Of course, there are two ways to make these. One, to simply crop a wide angle image top and bottom. The other is to shoot multiple frames, usually from left to right and then bring those files into Lightroom, Photoshop or another software to merge them all together. This has advantages and disadvantages but for me is the only way to go. A downside is that this then ends up being a very big file (this one is 830 mb, for instance). This takes some serious grunt and time for the computer to work through. But the fidelity and ability to make this a very large print is unsurpassed. I have one in my studio from Iceland that is 86 inches long!
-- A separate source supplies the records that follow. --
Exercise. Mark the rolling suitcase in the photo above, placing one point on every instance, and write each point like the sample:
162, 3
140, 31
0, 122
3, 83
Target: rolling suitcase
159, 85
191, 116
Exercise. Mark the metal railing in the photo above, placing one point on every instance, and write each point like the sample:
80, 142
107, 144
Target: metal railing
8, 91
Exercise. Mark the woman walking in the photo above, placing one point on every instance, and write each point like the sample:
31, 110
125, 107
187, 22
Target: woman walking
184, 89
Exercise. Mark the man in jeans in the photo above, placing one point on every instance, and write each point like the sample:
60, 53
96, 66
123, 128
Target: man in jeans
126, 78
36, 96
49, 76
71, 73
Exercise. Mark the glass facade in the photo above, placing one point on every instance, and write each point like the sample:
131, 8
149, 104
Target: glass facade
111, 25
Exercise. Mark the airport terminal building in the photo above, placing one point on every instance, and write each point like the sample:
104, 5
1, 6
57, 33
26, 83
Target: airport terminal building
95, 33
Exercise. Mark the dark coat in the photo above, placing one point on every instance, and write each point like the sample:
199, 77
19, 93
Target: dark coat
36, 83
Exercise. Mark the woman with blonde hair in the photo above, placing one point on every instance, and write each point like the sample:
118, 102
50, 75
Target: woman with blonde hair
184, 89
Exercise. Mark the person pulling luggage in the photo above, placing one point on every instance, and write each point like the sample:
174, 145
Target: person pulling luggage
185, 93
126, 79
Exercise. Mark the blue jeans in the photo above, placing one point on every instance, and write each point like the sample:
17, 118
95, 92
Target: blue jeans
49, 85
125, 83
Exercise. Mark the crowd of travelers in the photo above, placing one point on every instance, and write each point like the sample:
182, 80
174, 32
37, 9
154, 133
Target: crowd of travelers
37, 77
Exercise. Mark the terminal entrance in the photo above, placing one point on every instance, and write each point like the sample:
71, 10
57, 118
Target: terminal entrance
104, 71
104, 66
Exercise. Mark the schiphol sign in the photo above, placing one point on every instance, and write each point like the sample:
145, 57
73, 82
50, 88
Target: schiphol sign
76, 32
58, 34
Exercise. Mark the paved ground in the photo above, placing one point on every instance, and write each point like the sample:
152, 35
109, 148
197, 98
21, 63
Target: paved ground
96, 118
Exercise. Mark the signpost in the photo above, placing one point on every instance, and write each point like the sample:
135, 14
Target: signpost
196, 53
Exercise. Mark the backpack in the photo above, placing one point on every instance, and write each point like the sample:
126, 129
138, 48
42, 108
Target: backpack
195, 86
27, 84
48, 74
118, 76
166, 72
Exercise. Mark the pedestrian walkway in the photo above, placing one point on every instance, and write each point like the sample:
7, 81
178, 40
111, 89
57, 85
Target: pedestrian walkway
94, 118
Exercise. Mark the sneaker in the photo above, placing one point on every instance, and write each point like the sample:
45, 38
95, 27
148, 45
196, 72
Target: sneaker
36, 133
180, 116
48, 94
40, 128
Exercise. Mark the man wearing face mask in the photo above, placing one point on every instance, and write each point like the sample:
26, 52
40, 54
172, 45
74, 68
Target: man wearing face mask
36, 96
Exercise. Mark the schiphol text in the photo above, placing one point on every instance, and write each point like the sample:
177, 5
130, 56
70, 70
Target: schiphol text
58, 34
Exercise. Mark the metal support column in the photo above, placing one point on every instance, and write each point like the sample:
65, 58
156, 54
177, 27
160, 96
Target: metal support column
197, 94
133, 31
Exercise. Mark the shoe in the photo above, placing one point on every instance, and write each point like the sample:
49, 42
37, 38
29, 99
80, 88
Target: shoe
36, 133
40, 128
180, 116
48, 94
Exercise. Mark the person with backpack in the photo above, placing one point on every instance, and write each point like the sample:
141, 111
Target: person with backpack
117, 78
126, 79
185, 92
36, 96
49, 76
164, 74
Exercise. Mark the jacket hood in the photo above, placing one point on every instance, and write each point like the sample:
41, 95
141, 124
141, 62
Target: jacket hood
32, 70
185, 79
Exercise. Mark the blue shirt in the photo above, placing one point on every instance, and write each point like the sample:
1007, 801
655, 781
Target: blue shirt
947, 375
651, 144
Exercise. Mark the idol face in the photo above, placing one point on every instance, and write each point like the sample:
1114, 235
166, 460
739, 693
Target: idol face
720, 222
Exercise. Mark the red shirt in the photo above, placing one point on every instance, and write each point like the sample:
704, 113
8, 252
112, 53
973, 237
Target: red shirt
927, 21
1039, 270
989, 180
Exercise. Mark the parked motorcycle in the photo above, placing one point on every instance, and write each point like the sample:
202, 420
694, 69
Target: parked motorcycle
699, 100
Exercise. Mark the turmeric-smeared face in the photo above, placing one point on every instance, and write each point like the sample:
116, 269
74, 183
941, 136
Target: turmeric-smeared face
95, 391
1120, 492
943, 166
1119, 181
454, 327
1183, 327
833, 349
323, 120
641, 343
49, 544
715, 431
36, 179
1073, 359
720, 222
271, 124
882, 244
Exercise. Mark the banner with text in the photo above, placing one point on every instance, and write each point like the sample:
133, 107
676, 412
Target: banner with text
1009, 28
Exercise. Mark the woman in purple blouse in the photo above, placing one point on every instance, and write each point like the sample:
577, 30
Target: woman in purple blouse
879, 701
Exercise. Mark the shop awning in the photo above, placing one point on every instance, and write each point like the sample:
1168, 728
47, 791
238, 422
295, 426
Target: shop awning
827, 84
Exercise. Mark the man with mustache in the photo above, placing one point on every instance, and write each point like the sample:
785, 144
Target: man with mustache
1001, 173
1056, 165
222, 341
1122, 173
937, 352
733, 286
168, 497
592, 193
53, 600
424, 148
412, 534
Another approach I  am working on is to minimize the photograph in content and skew its colors to divorce it from reality. This is tricky as the work can be easily dismissed as gimmicky and contrived:

I have some history of doing this. Last winter's "Washed Out" from Malibu, CA made pictures that were distinctly not pretty (here). BTW: Washed Out are from the same canyons in Malibu that burned due to recent fires.

And finally, as I was at Thompson Spring a couple of times this trip, revisiting the site where I made the series

 Thompson Spring (2010)

I noticed the loudest and most prominent aspect in this almost ghost town was the train going right through at high speed.

So the RR line became a fascination:

Which, of course, I followed until the road ran out.

(I know, hard to see on your phone so small is the evidence of the RR track going though. This is a little easier in a 22 inch print.)

That's what I am working on so far and links you to my current thinking as well. This is a process that takes time, thought and perspective. And finally, and this is big, I am relying upon literally decades of experience as I sift through this new work. Past efforts are at play here, as I reference these pictures to ones made in Utah before and a broad array of my work, both from earlier analog days to current digital practice. I also have no interest in being repetitive. The very best part of having done this so long, I really know what I am doing. As well, the adjustment and configuring tools are so amazing these days that I find it a miraculous world of possibility and opportunity to explore, interpret and invent. Are you an artist or a documentarian? If the former, you really have amazing freedom of expression. Use it.